Konkurs na dyrektora piotrkowskiego MOK-u. Mamy pierwsze informacje

2 godzin temu
Zdjęcie: Bartosz Gumulec | foto FB Bartosz Gumulec


We wrześniu poinformowano o zamiarze przeprowadzenia konkursu na stanowisko szefa piotrkowskiego MOK-u. Termin rozpoczęcia postępowania konkursowego przypadnie na listopad tego roku. Natomiast przewidywana data zakończenia to styczeń 2026 roku. Wówczas okaże się, kto pokieruje Miejskim Ośrodkiem Kultury w Piotrkowie.

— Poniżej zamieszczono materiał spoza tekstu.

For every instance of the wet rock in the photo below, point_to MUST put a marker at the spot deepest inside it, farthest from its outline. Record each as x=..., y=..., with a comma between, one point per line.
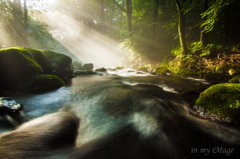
x=17, y=65
x=139, y=72
x=119, y=67
x=88, y=66
x=190, y=97
x=102, y=69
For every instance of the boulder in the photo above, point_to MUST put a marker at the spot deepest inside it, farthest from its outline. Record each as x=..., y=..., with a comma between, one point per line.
x=40, y=59
x=144, y=69
x=217, y=76
x=161, y=70
x=58, y=64
x=119, y=68
x=88, y=66
x=235, y=79
x=222, y=69
x=221, y=99
x=16, y=66
x=45, y=82
x=84, y=72
x=102, y=69
x=233, y=72
x=77, y=65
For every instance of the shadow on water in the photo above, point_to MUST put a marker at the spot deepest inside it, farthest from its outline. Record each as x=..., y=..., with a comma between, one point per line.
x=121, y=117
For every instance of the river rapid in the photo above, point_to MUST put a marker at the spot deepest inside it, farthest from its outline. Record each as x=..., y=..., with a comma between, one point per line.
x=119, y=115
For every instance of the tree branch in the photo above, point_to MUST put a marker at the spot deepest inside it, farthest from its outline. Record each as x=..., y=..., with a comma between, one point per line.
x=119, y=6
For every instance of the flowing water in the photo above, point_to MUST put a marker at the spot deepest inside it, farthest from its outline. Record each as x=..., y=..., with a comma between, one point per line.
x=121, y=115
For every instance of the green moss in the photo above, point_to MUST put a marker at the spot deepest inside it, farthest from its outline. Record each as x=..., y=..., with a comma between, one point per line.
x=222, y=99
x=77, y=64
x=46, y=83
x=143, y=68
x=235, y=79
x=233, y=72
x=40, y=59
x=222, y=69
x=58, y=64
x=119, y=68
x=160, y=70
x=217, y=76
x=16, y=65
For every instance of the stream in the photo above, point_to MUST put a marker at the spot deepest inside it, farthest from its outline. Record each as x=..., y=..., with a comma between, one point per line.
x=124, y=115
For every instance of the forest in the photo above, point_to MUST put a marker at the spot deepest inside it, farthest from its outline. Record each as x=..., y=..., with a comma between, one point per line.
x=148, y=31
x=115, y=79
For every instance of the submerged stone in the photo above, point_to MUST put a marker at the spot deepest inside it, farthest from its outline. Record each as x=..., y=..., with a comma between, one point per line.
x=222, y=99
x=16, y=66
x=46, y=83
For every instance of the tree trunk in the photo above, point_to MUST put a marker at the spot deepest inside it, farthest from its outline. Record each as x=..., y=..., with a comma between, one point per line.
x=111, y=20
x=226, y=25
x=155, y=15
x=102, y=17
x=182, y=25
x=129, y=15
x=204, y=36
x=120, y=28
x=25, y=12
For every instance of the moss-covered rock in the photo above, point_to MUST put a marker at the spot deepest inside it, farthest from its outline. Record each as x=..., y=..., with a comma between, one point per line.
x=143, y=68
x=84, y=72
x=235, y=79
x=222, y=69
x=45, y=82
x=17, y=65
x=77, y=65
x=161, y=70
x=119, y=67
x=40, y=59
x=88, y=66
x=102, y=69
x=222, y=99
x=58, y=64
x=233, y=72
x=217, y=76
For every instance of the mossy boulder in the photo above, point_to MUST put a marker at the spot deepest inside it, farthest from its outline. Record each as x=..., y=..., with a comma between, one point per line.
x=84, y=72
x=119, y=67
x=161, y=70
x=77, y=65
x=222, y=99
x=222, y=69
x=235, y=79
x=233, y=72
x=102, y=69
x=16, y=66
x=40, y=59
x=88, y=66
x=217, y=76
x=42, y=83
x=143, y=68
x=58, y=64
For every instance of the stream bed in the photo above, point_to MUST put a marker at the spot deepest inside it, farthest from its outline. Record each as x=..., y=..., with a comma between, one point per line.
x=127, y=115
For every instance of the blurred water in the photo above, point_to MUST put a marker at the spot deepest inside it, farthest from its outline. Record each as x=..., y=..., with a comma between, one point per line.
x=124, y=116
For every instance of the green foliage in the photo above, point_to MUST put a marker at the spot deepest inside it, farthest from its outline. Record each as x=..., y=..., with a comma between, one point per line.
x=45, y=82
x=16, y=65
x=233, y=72
x=222, y=68
x=143, y=68
x=59, y=64
x=222, y=99
x=217, y=76
x=161, y=70
x=77, y=64
x=234, y=80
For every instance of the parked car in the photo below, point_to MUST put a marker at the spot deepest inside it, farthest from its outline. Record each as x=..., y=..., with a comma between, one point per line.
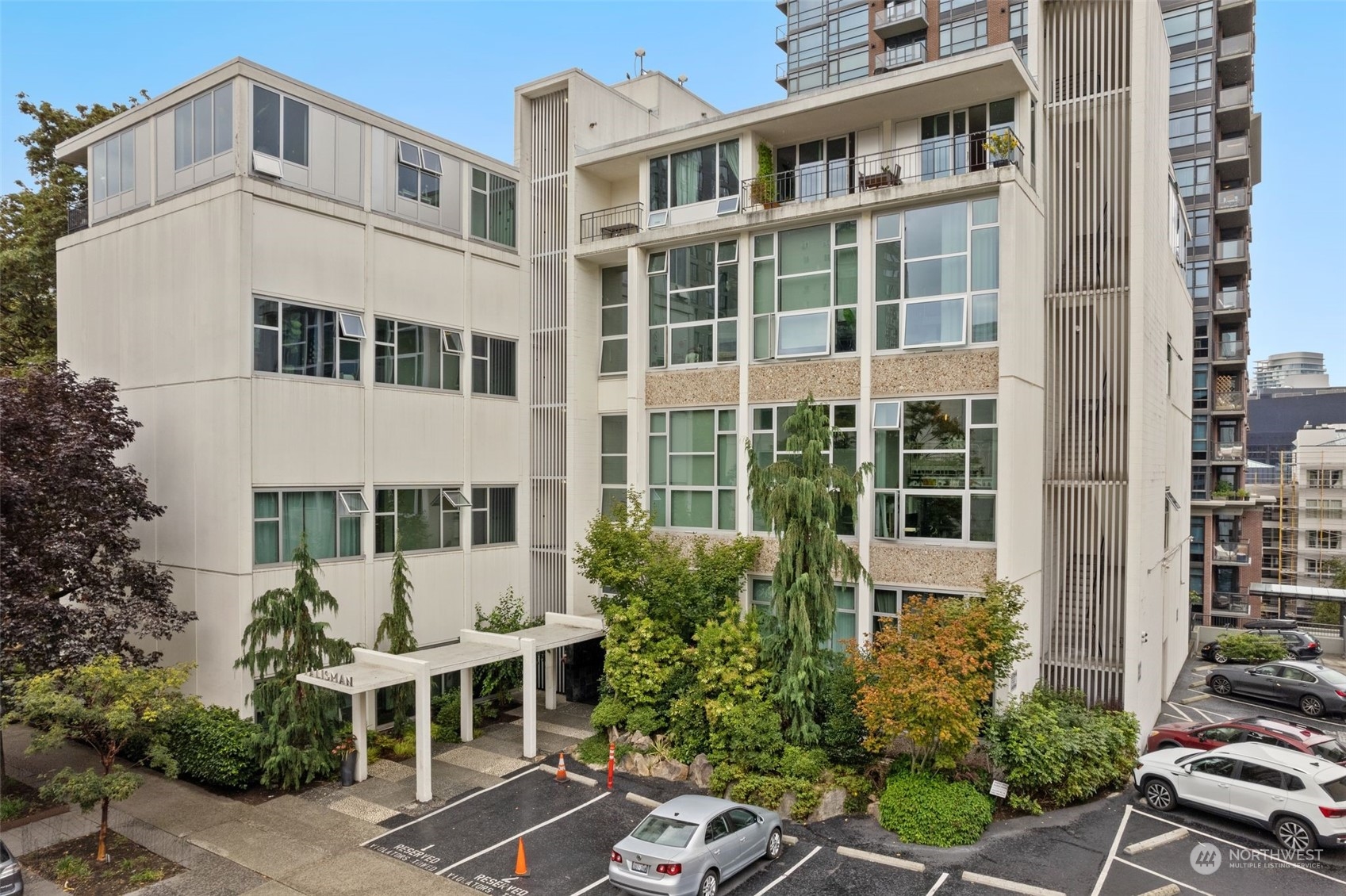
x=691, y=844
x=1255, y=729
x=1298, y=798
x=1301, y=645
x=11, y=876
x=1315, y=689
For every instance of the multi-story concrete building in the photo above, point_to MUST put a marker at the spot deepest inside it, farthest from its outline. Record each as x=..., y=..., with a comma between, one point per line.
x=1214, y=137
x=976, y=264
x=315, y=311
x=1291, y=370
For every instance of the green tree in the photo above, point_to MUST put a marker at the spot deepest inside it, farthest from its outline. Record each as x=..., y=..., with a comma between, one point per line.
x=105, y=704
x=299, y=722
x=803, y=496
x=396, y=629
x=31, y=220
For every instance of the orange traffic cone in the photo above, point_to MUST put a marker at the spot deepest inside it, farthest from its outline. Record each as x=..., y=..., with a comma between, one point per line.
x=520, y=863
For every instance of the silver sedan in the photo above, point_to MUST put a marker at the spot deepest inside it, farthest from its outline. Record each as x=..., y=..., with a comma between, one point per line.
x=689, y=844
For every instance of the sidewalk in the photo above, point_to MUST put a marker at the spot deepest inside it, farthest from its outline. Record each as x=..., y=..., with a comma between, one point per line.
x=291, y=844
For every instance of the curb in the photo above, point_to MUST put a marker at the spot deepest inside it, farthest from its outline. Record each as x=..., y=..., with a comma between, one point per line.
x=879, y=859
x=1014, y=886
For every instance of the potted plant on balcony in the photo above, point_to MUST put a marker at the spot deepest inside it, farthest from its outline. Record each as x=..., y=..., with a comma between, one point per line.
x=764, y=186
x=1000, y=146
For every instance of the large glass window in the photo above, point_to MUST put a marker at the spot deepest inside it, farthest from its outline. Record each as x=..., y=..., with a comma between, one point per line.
x=423, y=519
x=493, y=208
x=409, y=354
x=803, y=291
x=695, y=175
x=693, y=304
x=204, y=127
x=693, y=469
x=612, y=358
x=937, y=276
x=493, y=515
x=328, y=519
x=306, y=342
x=936, y=469
x=280, y=125
x=493, y=366
x=769, y=443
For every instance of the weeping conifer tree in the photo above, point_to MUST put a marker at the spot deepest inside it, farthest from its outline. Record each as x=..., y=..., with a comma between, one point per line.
x=396, y=629
x=299, y=722
x=803, y=496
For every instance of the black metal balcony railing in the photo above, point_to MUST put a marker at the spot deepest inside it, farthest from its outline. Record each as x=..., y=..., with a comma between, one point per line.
x=928, y=160
x=77, y=217
x=612, y=222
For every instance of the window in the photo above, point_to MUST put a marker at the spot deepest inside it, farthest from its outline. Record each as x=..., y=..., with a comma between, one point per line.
x=115, y=166
x=697, y=175
x=770, y=436
x=328, y=519
x=493, y=208
x=306, y=342
x=946, y=266
x=1189, y=127
x=693, y=469
x=1325, y=478
x=963, y=35
x=419, y=173
x=936, y=459
x=803, y=291
x=612, y=461
x=493, y=515
x=280, y=127
x=1190, y=75
x=420, y=519
x=204, y=127
x=493, y=366
x=411, y=354
x=1190, y=27
x=612, y=358
x=693, y=304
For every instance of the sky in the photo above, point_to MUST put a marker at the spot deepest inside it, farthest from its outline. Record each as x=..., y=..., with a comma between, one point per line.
x=461, y=84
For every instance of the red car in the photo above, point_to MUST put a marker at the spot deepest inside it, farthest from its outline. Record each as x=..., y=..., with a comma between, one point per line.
x=1248, y=731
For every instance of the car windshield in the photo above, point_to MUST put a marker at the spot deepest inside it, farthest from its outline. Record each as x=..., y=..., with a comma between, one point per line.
x=1330, y=749
x=665, y=832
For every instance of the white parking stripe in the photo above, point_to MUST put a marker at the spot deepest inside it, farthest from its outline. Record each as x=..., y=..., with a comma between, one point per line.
x=790, y=871
x=1252, y=849
x=1150, y=871
x=1112, y=853
x=513, y=837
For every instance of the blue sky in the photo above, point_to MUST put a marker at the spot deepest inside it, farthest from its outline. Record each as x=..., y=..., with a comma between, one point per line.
x=451, y=69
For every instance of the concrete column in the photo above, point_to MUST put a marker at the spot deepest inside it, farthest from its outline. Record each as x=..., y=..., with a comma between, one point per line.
x=465, y=705
x=359, y=727
x=550, y=680
x=529, y=696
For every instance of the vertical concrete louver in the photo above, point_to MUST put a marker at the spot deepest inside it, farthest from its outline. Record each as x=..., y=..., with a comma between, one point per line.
x=548, y=337
x=1087, y=133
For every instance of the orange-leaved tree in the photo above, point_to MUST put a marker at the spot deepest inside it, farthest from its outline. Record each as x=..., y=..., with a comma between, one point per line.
x=926, y=678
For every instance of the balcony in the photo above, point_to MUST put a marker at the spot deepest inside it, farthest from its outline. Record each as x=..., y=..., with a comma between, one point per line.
x=1229, y=301
x=894, y=58
x=1232, y=208
x=1232, y=351
x=899, y=19
x=1230, y=553
x=606, y=224
x=929, y=160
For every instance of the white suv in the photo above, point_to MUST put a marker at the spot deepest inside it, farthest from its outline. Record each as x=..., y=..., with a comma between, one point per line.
x=1298, y=797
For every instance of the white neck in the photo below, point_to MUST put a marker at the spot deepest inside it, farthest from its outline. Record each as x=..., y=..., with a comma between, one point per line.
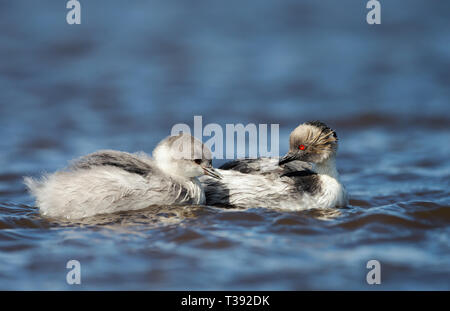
x=327, y=167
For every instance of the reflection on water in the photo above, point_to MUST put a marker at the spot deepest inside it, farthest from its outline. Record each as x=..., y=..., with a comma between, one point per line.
x=129, y=72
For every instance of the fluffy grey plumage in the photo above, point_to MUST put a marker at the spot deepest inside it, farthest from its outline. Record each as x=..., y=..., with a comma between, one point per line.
x=110, y=181
x=305, y=178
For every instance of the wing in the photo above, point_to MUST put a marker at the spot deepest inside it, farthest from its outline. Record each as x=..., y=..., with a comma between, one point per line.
x=265, y=166
x=129, y=162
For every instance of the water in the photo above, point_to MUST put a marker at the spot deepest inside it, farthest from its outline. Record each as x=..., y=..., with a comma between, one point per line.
x=131, y=71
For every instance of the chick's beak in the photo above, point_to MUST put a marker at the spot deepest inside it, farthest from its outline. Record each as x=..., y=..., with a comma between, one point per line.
x=290, y=156
x=212, y=172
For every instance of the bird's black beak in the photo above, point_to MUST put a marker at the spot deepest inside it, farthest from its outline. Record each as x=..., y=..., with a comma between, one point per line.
x=290, y=156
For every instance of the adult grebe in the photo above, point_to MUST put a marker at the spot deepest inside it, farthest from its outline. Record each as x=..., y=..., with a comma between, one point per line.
x=110, y=181
x=306, y=177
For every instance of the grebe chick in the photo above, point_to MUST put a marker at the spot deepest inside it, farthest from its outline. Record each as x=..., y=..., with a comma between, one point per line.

Od sierpnia 2024 szefową placówki jest Kamila Dubilas, która wcześniej zarządzała Wolborskim Centrum Kultury. Zastąpiła na tym stanowisku Elżbietę Jarszak, uznawaną za człowieka ekipy poprzedniego prezydenta miasta Krzysztofa Chojniaka. Kiedy Kamila Dubilas przychodziła do Piotrkowa, na stronie Urzędu Miasta można było przeczytać:

Przez ostatnie siedem lat pełniła funkcję dyrektora Wolborskiego Centrum Kultury. W tym czasie zdobyła cenne doświadczenie, organizując zarówno kameralne wydarzenia, jak i duże koncerty masowe. Jej osiągnięcia w poprzedniej roli przyniosły jej uznanie nie tylko w lokalnym środowisku, ale także na poziomie krajowym. Została odznaczona honorową odznaką „Zasłużony dla Kultury Polskiej” przez Ministra Kultury i Dziedzictwa Narodowego

Można zatem zapytać: czy ostatni rok pracy pani dyrektor nie usatysfakcjonował miejskich władz, iż organizują konkurs? Nieoficjalnie wiadomo, iż realizowane są rozmowy z potencjalnymi następcami. Podobno największe szanse na to stanowisko miałby Bartosz Gumulec. To piotrkowski artysta, współtwórca Kabaretu Nie My, organizator Trybunałów Uśmiechu, ale także pedagog (nauczyciel języka polskiego). w tej chwili działa jako menedżer swojej żony Magdaleny, która jest członkiem kabaretu Chyba (obok Piotra Gumulca, brata Bartosza). Występy tego kabaretu pokazuje Polsat. I to właśnie Bartosz Gumulec (46 l.) jest wymarzonym kandydatem na stanowisko nowego dyrektora MOK-u.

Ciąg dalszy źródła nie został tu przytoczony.